Portable, model-agnostic deep research agent. Built on deepagents + LangGraph. Plans, asks clarifying questions when the request is ambiguous, spawns parallel sub-researchers, calls web search + MCP tools, runs code in an optional sandbox, applies on-disk skills, and writes a cited report — exposing a typed streaming-event protocol so any frontend can render the Claude/Gemini-style live research UI (clarification cards, search queries, website grid, MCP calls, skills, thinking, interleaved [n] citations).

Design goals

  • No host-app dependency.
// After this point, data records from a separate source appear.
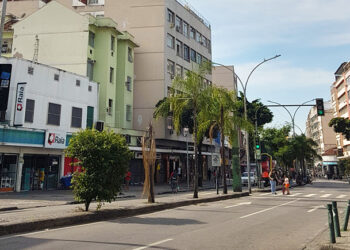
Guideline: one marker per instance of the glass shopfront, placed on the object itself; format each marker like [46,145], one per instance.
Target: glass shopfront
[8,166]
[40,172]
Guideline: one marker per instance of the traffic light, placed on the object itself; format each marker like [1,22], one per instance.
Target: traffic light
[319,106]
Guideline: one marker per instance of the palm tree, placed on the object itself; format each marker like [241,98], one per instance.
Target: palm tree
[218,111]
[186,94]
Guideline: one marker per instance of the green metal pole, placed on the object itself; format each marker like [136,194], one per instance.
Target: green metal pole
[336,219]
[346,221]
[330,223]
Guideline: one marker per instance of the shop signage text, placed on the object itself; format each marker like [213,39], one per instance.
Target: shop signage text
[55,140]
[20,104]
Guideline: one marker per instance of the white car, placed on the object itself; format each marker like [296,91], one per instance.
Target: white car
[244,178]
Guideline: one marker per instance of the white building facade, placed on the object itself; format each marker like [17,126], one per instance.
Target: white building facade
[40,108]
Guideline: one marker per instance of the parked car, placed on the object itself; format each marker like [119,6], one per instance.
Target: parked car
[253,178]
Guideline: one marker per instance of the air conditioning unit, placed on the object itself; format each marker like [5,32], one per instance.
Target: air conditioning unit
[99,126]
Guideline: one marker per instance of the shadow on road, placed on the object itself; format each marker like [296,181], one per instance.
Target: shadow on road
[158,221]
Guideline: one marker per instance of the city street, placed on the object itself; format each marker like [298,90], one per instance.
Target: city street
[261,221]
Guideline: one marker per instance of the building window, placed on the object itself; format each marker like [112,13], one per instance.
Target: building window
[111,75]
[30,105]
[193,55]
[30,70]
[90,69]
[185,29]
[178,24]
[178,70]
[110,105]
[128,83]
[171,16]
[179,48]
[54,114]
[186,53]
[77,114]
[170,41]
[171,67]
[130,56]
[112,42]
[92,39]
[199,58]
[56,77]
[192,32]
[90,117]
[198,37]
[128,113]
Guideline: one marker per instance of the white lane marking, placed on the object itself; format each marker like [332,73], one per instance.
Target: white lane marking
[265,194]
[239,204]
[314,208]
[267,209]
[341,196]
[309,195]
[153,244]
[296,194]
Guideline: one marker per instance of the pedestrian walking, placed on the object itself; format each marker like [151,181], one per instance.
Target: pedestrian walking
[273,180]
[286,185]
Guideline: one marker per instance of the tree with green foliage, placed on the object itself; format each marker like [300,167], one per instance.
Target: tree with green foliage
[104,157]
[341,125]
[187,93]
[219,112]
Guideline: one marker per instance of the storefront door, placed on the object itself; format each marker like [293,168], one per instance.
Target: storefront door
[8,167]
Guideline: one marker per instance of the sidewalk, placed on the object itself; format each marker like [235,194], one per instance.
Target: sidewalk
[31,211]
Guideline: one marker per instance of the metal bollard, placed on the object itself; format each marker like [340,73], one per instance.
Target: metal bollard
[330,223]
[346,221]
[336,219]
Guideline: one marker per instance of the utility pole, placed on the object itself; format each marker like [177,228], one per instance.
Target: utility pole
[3,15]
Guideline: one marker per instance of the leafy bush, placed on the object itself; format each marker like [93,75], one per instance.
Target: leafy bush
[104,157]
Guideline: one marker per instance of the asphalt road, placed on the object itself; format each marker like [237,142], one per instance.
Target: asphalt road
[261,221]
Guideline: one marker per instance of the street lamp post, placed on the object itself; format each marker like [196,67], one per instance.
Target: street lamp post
[187,166]
[244,87]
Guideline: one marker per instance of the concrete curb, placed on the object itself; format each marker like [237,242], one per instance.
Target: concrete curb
[101,215]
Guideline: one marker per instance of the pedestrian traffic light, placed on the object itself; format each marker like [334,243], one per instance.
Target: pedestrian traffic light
[319,106]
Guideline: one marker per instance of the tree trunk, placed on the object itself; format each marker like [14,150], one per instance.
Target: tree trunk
[150,168]
[223,149]
[195,179]
[200,164]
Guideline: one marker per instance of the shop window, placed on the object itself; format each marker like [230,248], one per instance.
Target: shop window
[54,114]
[76,117]
[29,115]
[8,166]
[90,117]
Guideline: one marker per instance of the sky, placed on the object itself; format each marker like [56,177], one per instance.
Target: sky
[312,37]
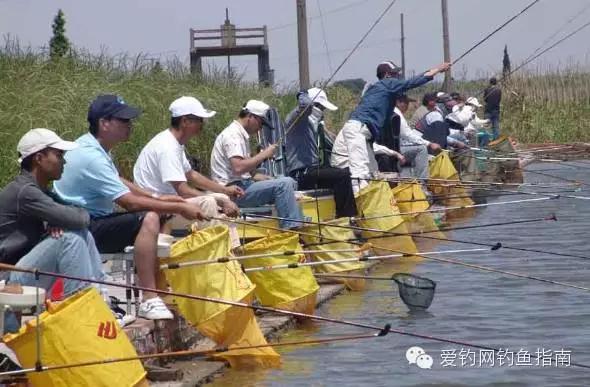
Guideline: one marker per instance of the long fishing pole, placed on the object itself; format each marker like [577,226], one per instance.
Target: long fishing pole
[195,353]
[4,266]
[547,194]
[352,51]
[413,234]
[495,31]
[402,234]
[478,267]
[286,253]
[297,265]
[36,272]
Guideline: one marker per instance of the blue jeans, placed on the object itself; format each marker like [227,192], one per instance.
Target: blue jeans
[494,118]
[280,192]
[74,253]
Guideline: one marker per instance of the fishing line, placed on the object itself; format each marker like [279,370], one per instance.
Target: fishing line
[195,353]
[418,236]
[496,30]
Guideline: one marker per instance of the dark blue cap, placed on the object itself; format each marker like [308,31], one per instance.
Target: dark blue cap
[109,105]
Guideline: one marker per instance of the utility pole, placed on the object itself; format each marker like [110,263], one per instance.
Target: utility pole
[446,46]
[403,38]
[302,44]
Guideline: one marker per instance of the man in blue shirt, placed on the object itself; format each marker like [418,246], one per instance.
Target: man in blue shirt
[352,147]
[305,125]
[91,180]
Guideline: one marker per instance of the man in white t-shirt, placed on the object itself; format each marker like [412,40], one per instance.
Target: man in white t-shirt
[232,165]
[163,168]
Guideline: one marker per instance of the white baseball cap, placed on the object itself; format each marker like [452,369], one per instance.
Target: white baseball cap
[258,108]
[36,140]
[317,95]
[473,101]
[184,106]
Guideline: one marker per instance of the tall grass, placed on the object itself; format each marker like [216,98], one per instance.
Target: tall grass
[35,92]
[544,104]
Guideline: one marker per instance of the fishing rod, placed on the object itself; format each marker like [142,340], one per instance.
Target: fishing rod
[225,259]
[324,84]
[468,206]
[464,183]
[418,236]
[36,272]
[414,234]
[495,31]
[530,171]
[459,263]
[547,194]
[297,265]
[500,192]
[195,353]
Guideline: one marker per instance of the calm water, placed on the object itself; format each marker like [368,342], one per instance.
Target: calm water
[469,305]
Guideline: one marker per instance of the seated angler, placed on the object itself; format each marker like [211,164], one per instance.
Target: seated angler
[163,168]
[232,165]
[353,145]
[91,180]
[37,231]
[305,130]
[413,147]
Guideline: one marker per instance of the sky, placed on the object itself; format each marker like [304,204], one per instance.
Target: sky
[160,29]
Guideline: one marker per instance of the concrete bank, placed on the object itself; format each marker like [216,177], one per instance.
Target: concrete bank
[178,335]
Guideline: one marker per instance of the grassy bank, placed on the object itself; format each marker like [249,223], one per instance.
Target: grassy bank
[37,93]
[545,104]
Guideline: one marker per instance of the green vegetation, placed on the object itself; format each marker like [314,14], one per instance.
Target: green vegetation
[59,45]
[36,92]
[541,105]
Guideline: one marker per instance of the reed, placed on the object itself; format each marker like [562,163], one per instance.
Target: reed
[35,92]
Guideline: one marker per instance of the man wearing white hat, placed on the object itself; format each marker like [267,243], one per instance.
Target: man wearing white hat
[163,168]
[367,122]
[305,148]
[92,181]
[232,165]
[36,230]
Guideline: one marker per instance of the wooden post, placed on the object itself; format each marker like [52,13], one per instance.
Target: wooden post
[302,44]
[403,38]
[446,46]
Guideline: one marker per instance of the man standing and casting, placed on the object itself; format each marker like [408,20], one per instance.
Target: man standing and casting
[305,124]
[492,96]
[413,147]
[353,145]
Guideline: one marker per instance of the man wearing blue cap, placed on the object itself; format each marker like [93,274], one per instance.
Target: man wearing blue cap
[92,181]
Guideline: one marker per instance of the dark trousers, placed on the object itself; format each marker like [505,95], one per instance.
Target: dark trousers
[112,233]
[337,179]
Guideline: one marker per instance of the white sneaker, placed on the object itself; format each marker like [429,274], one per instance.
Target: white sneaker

Copy this directory (or uv pip install -e .) into any app. The only seam is ResearchConfig (env + per-run configurable). Zero imports from your backend.
  • Not model-locked. Every model goes through an OpenAI-compatible base_url (OpenRouter by default). Models are organized as named price tiers defined in code (MODEL_TIERS: any OpenRouter slug, local vLLM, …); runtime selects a tier by name (DRA_MODEL_TIER=extra-low|low|mid|high, see Model tiers).
  • Replaceable parts. Search backend, MCP servers, skills, prompts, and the event emitter are all isolated modules.

Run standalone

This project is managed with uv (uv.lock is committed). Use uv — do not pip install into your base interpreter.
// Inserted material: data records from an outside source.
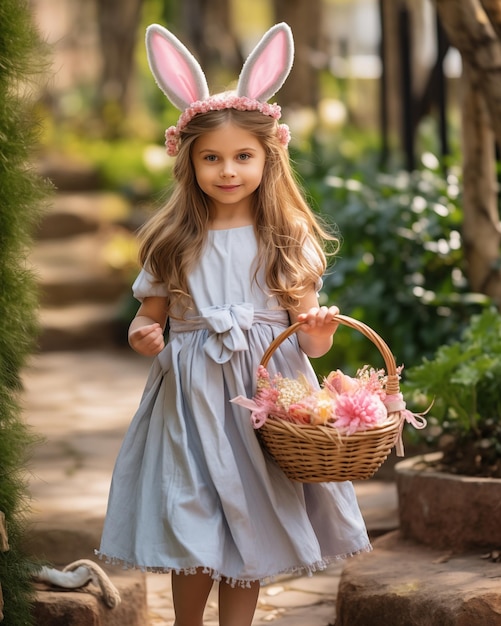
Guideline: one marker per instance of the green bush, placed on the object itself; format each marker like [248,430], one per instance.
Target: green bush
[462,383]
[399,268]
[20,194]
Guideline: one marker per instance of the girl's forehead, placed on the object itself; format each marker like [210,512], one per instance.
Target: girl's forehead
[229,134]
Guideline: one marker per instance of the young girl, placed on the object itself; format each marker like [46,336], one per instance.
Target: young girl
[234,257]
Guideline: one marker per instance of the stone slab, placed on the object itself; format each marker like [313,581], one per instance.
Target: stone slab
[447,511]
[59,541]
[403,583]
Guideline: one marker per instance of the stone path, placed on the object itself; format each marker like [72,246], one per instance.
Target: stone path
[81,403]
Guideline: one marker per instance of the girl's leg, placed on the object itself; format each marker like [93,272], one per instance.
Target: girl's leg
[237,605]
[189,595]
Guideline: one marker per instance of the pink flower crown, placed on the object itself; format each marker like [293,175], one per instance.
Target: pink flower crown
[219,102]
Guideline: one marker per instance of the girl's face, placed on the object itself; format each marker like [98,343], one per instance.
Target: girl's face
[229,163]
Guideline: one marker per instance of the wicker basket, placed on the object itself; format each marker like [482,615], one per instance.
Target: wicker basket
[312,454]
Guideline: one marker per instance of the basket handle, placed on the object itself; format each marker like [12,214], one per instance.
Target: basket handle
[392,384]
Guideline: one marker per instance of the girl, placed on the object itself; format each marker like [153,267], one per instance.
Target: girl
[234,257]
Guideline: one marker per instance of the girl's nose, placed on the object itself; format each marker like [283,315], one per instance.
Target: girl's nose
[227,169]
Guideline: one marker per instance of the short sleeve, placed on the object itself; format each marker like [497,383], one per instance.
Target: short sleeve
[145,286]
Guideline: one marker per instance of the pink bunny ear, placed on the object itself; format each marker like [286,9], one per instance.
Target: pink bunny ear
[177,72]
[268,65]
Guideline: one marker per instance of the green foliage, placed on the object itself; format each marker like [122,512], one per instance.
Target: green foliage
[463,382]
[399,268]
[20,194]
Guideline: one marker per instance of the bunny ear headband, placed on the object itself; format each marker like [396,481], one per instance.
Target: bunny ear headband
[180,77]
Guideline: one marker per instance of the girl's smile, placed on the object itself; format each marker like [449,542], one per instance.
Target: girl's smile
[229,163]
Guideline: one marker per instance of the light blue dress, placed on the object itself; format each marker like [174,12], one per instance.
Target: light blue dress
[191,486]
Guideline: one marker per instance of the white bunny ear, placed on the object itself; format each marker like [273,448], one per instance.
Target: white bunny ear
[268,65]
[177,72]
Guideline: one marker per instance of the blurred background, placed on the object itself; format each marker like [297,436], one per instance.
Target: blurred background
[373,106]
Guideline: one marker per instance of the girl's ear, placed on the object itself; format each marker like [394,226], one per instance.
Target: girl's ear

cp .env.example .env          # set OPENAI_API_KEY, TAVILY_API_KEY (+ optional DRA_MCP_*)
./run.sh                      # sync deps (first run) + start the dev server on :2024

run.sh is a one-command dev bring-up. It loads ./.env (so the script and server share config), syncs ./.venv on first run, and starts the LangGraph server:

Command Does
./run.sh (or ./run.sh up) Sync deps if ./.venv is missing, then start the dev server (API + docs at http://127.0.0.1:2024/docs). Warns if OPENAI_API_KEY / TAVILY_API_KEY are unset.
./run.sh --sync Force uv sync --extra dev, then start the server.
./run.sh ask "<question>" Stream one research run against an already-running server.
./run.sh smoke ask a canned question against a running server.
./run.sh test Sync, then run the offline pytest suite (no API keys / network).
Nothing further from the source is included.